Le Bitcoin s'échangeait autour de 74 700 dollars vendredi matin, heure asiatique, en baisse de 0,4 % en 24 heures mais toujours en hausse de 3,5 % sur la semaine, alors qu'une hausse de 10 jours sur les marchés boursiers mondiaux s'est interrompue avant l'expiration de l'accord entre les États-Unis et l'Iran la semaine prochaine.
Ethereum a reculé de 1,4 % à 2 327 $, mais conserve la première place des principales cryptomonnaies sur le graphique hebdomadaire avec une hausse de 6 %, confirmant ainsi sa surperformance observée en début de semaine. XRP s'est maintenu à 1,43 $, en progression de 6,4 % sur la semaine, Solana a gagné 2,7 % à 87,67 $, BNB a progressé de 0,7 % à 629,89 $ et Dogecoin a bondi de 5,6 % à 0,0976 $ sur la semaine.

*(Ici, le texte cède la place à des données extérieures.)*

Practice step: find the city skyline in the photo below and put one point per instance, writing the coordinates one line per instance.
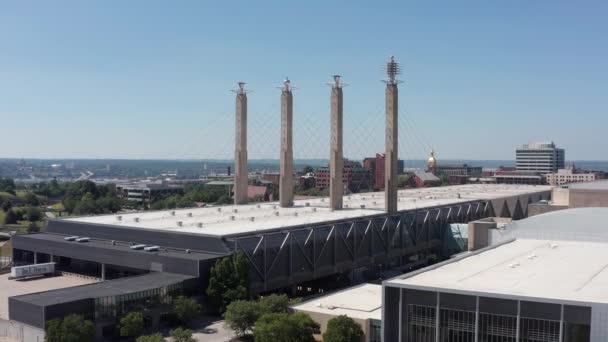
(147, 81)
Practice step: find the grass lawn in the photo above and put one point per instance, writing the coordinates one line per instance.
(58, 206)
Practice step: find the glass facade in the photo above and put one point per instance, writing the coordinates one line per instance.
(375, 330)
(116, 306)
(420, 322)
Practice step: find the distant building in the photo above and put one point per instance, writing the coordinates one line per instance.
(421, 179)
(518, 177)
(541, 157)
(376, 165)
(545, 281)
(146, 193)
(355, 177)
(569, 175)
(456, 173)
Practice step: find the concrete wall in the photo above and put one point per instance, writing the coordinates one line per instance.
(323, 318)
(537, 209)
(19, 332)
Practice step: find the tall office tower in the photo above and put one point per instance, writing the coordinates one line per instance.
(336, 158)
(392, 129)
(541, 157)
(286, 172)
(240, 149)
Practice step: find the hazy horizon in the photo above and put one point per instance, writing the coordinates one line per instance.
(149, 80)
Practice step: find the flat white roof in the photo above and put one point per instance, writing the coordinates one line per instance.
(234, 219)
(10, 288)
(361, 302)
(558, 270)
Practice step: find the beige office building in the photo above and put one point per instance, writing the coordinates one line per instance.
(569, 175)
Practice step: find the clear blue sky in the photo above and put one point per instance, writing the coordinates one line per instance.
(150, 79)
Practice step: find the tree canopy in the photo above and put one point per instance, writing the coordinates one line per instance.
(132, 324)
(7, 185)
(72, 328)
(229, 281)
(241, 315)
(342, 329)
(185, 309)
(280, 327)
(182, 335)
(85, 197)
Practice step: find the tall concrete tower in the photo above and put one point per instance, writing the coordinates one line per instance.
(286, 176)
(240, 149)
(392, 129)
(336, 158)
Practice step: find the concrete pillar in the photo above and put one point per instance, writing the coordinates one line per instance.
(391, 162)
(336, 157)
(240, 151)
(286, 172)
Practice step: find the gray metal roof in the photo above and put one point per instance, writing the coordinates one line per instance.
(579, 224)
(595, 185)
(115, 287)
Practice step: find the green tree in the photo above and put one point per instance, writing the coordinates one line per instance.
(186, 308)
(7, 205)
(132, 324)
(151, 338)
(182, 335)
(241, 316)
(33, 228)
(297, 327)
(72, 328)
(342, 329)
(7, 185)
(32, 199)
(229, 281)
(12, 216)
(33, 214)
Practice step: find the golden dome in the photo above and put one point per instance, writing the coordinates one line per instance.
(432, 161)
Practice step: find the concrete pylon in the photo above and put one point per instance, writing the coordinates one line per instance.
(286, 172)
(241, 173)
(392, 128)
(336, 157)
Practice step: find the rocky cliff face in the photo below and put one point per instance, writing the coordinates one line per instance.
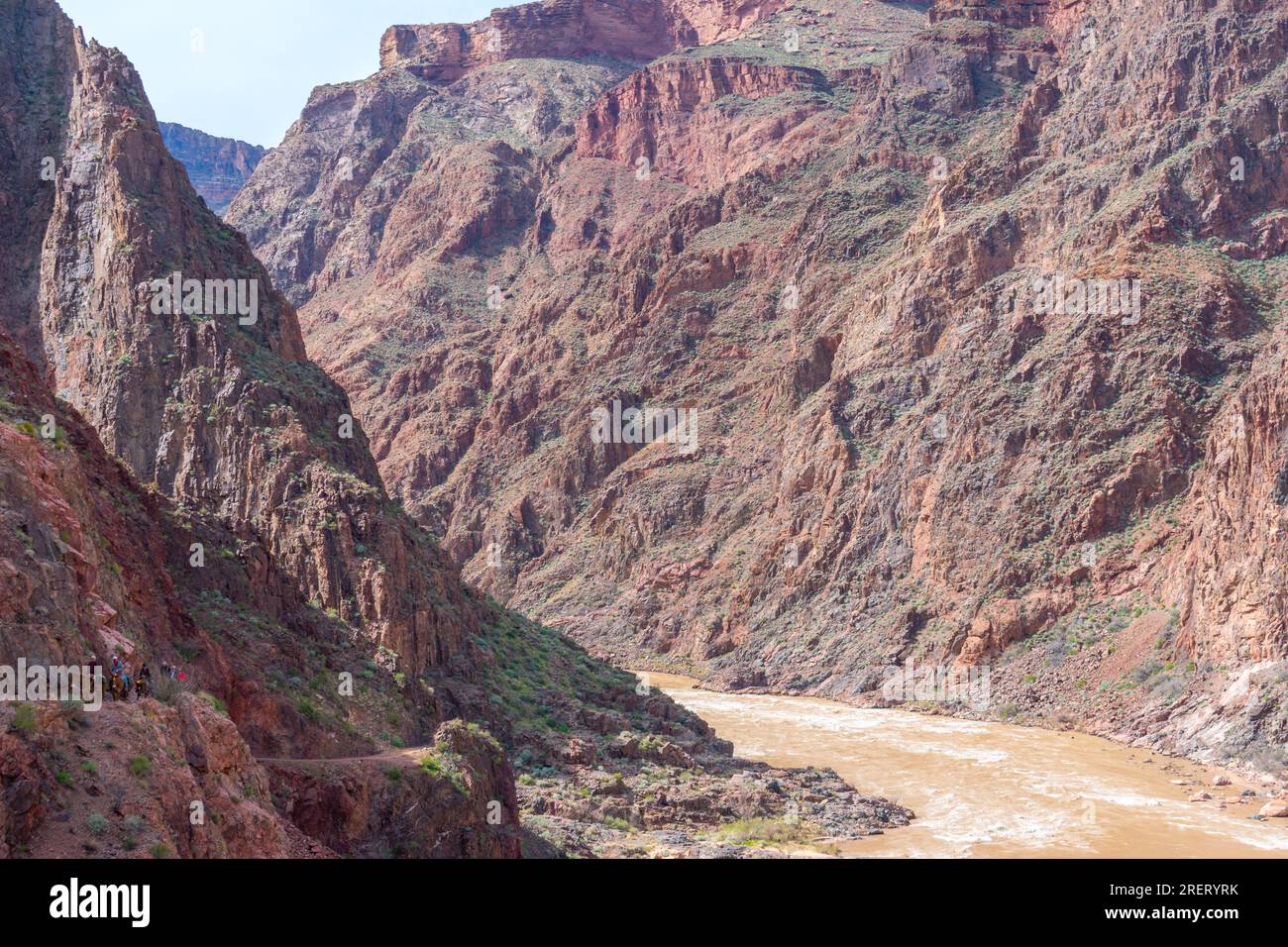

L'indice MSCI All Country World a clôturé à un niveau record jeudi, avant de reculer de 0,1 % en Asie. Le S&P 500 a également atteint un sommet historique. Le prix du pétrole brut Brent a chuté de 1,2 % à 98,20 dollars après que le président Donald Trump a déclaré que les perspectives d'un cessez-le-feu permanent avec l'Iran étaient « très prometteuses ».
Trump a affirmé, sans preuve, que Téhéran avait accepté d'abandonner son programme nucléaire, de remettre des matières nucléaires et de rouvrir le détroit d'Ormuz dans le cadre de l'accord. L'Iran n'a pas confirmé ces concessions.

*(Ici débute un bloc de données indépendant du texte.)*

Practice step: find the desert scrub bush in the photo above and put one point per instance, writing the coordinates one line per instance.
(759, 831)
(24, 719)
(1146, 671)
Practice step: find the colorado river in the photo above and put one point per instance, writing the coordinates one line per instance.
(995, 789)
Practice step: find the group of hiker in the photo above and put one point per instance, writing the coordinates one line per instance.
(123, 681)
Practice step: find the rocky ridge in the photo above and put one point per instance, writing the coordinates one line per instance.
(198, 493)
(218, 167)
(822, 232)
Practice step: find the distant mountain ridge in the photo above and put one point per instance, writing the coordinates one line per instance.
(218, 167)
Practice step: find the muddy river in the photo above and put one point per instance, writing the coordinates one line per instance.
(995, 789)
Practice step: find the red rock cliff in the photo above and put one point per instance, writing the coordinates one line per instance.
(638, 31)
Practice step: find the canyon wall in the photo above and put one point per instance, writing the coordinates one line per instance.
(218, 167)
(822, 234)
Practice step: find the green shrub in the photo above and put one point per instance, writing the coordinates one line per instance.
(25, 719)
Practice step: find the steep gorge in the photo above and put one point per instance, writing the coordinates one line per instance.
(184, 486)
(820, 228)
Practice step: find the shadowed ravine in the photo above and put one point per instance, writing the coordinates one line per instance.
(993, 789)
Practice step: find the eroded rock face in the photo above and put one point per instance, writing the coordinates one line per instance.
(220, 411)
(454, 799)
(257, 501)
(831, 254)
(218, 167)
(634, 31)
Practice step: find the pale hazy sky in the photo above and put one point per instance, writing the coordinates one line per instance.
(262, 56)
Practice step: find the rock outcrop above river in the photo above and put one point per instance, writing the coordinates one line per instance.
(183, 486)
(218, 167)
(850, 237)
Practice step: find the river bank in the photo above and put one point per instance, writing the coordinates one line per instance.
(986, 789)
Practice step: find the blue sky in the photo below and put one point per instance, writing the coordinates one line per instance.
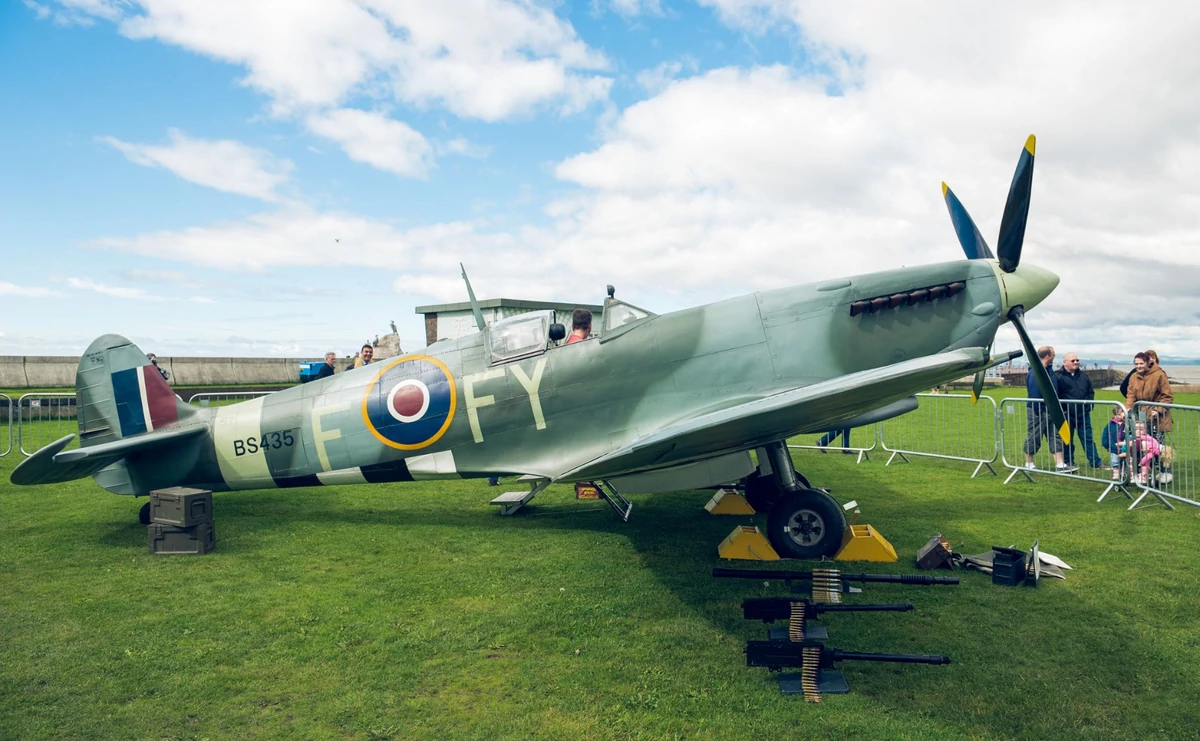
(178, 173)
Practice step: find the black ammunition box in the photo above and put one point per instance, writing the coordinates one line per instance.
(1008, 566)
(196, 540)
(180, 506)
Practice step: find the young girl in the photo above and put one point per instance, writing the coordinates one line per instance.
(1149, 447)
(1113, 439)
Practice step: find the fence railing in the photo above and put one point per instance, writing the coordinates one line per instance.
(1169, 470)
(45, 417)
(945, 426)
(6, 431)
(1018, 433)
(1015, 432)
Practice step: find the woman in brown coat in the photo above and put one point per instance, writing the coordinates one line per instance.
(1149, 384)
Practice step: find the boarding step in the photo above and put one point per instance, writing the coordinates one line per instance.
(619, 505)
(510, 501)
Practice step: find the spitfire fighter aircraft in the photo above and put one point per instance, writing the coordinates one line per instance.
(654, 403)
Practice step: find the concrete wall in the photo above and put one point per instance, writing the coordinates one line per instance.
(41, 372)
(36, 371)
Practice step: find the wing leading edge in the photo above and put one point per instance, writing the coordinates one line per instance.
(813, 408)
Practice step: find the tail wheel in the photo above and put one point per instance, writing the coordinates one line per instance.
(805, 524)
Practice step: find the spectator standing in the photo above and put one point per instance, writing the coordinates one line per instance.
(832, 435)
(1150, 384)
(1038, 421)
(365, 355)
(328, 368)
(1075, 385)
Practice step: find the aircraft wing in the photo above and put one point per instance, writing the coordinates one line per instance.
(52, 464)
(814, 408)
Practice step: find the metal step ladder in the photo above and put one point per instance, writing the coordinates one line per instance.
(510, 501)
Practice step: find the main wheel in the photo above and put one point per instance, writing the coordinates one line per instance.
(805, 524)
(765, 492)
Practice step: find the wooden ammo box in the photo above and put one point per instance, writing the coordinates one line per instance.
(168, 538)
(180, 506)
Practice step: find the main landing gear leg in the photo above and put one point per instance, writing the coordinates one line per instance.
(802, 522)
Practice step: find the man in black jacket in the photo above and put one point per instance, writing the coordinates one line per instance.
(1074, 385)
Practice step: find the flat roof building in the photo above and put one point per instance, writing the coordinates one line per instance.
(453, 320)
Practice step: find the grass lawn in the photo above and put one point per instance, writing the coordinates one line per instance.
(417, 612)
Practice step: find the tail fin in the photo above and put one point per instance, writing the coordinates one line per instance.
(125, 408)
(119, 393)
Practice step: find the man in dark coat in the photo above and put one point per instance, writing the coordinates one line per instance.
(1038, 423)
(1074, 385)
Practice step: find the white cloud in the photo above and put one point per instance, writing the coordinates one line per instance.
(463, 148)
(657, 79)
(375, 139)
(834, 169)
(117, 291)
(486, 59)
(222, 164)
(633, 7)
(300, 236)
(28, 291)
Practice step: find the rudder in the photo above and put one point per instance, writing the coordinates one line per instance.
(120, 395)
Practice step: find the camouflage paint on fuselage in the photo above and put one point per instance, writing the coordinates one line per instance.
(450, 411)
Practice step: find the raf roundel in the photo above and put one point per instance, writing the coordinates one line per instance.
(411, 403)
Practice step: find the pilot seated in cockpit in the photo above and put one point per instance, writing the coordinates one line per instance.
(581, 325)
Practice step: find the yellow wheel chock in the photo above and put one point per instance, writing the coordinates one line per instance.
(727, 501)
(864, 543)
(747, 543)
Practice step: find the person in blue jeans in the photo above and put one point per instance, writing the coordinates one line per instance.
(829, 437)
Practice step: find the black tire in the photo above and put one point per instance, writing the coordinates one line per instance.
(805, 524)
(765, 492)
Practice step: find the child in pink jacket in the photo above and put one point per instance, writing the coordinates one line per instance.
(1149, 447)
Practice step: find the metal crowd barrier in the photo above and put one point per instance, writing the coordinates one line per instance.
(6, 403)
(862, 441)
(1174, 474)
(945, 426)
(1030, 444)
(45, 417)
(225, 397)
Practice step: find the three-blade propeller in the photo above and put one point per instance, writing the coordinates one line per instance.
(1008, 252)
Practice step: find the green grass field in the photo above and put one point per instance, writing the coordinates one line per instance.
(417, 612)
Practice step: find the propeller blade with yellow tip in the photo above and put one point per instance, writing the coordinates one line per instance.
(973, 244)
(977, 387)
(1017, 210)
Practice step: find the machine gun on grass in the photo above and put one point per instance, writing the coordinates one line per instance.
(815, 663)
(828, 584)
(798, 612)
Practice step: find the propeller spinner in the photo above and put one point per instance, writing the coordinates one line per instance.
(1023, 288)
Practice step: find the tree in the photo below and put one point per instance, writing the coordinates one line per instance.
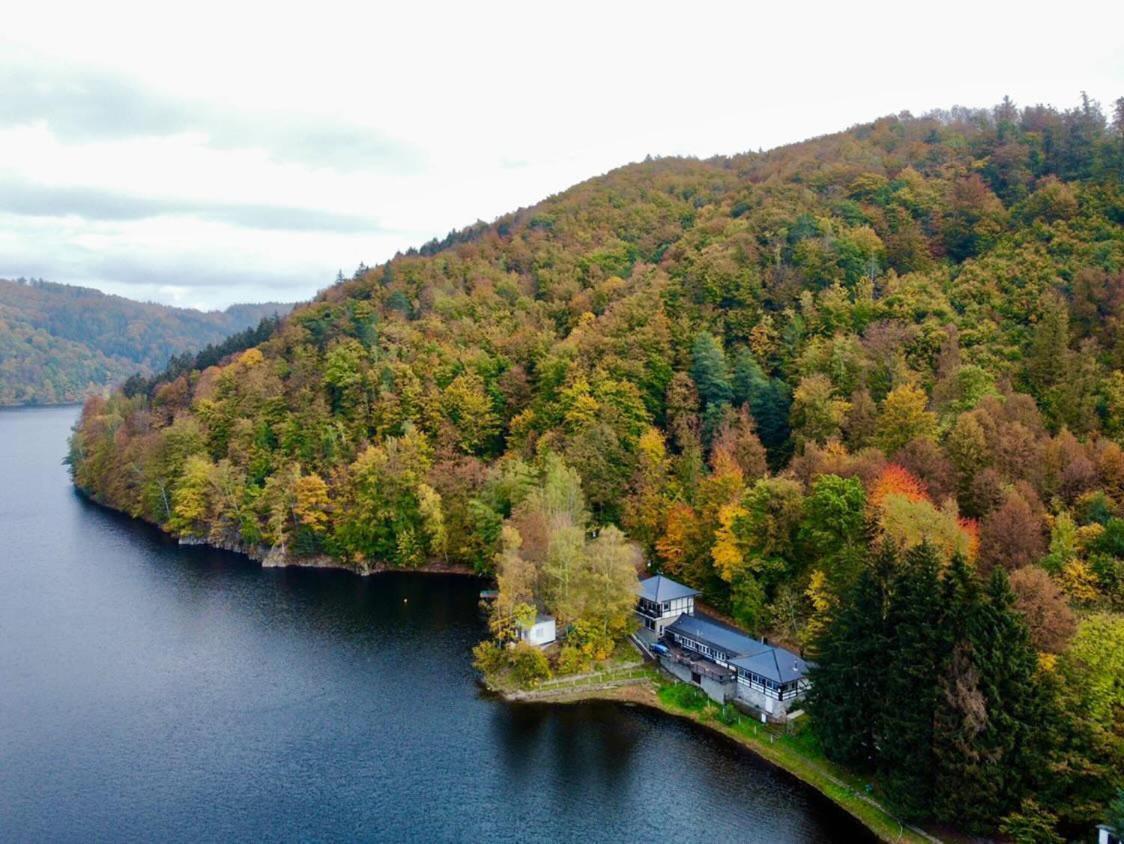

Jeudi, un cessez-le-feu de dix jours entre Israël et le Liban a été annoncé séparément, le Premier ministre israélien Benjamin Netanyahu confirmant la trêve dans un message vidéo. Les marchés réagissent à cette nouvelle comme si un accord était imminent, ce qui explique en partie pourquoi les actions ont perdu une grande partie de leur prime de guerre, tandis que le prix du pétrole se maintient autour de 98 dollars et que le détroit d'Ormuz reste de facto fermé.
Cependant, c'est précisément la situation qui s'est développée suite à la stabilisation du prix du Bitcoin qui attire l'attention de certains traders.
Ces derniers jours, les taux d'intérêt des contrats à terme perpétuels (PDF) sur le Bitcoin ont chuté brutalement, atteignant des niveaux inédits depuis 2023. Les PDF correspondent à des paiements périodiques échangés entre traders pour maintenir le prix des contrats aligné sur le cours au comptant. Lorsque les taux deviennent négatifs, les positions courtes sont compensées par les positions longues, ce qui se produit uniquement lorsque le marché est fortement orienté à la baisse.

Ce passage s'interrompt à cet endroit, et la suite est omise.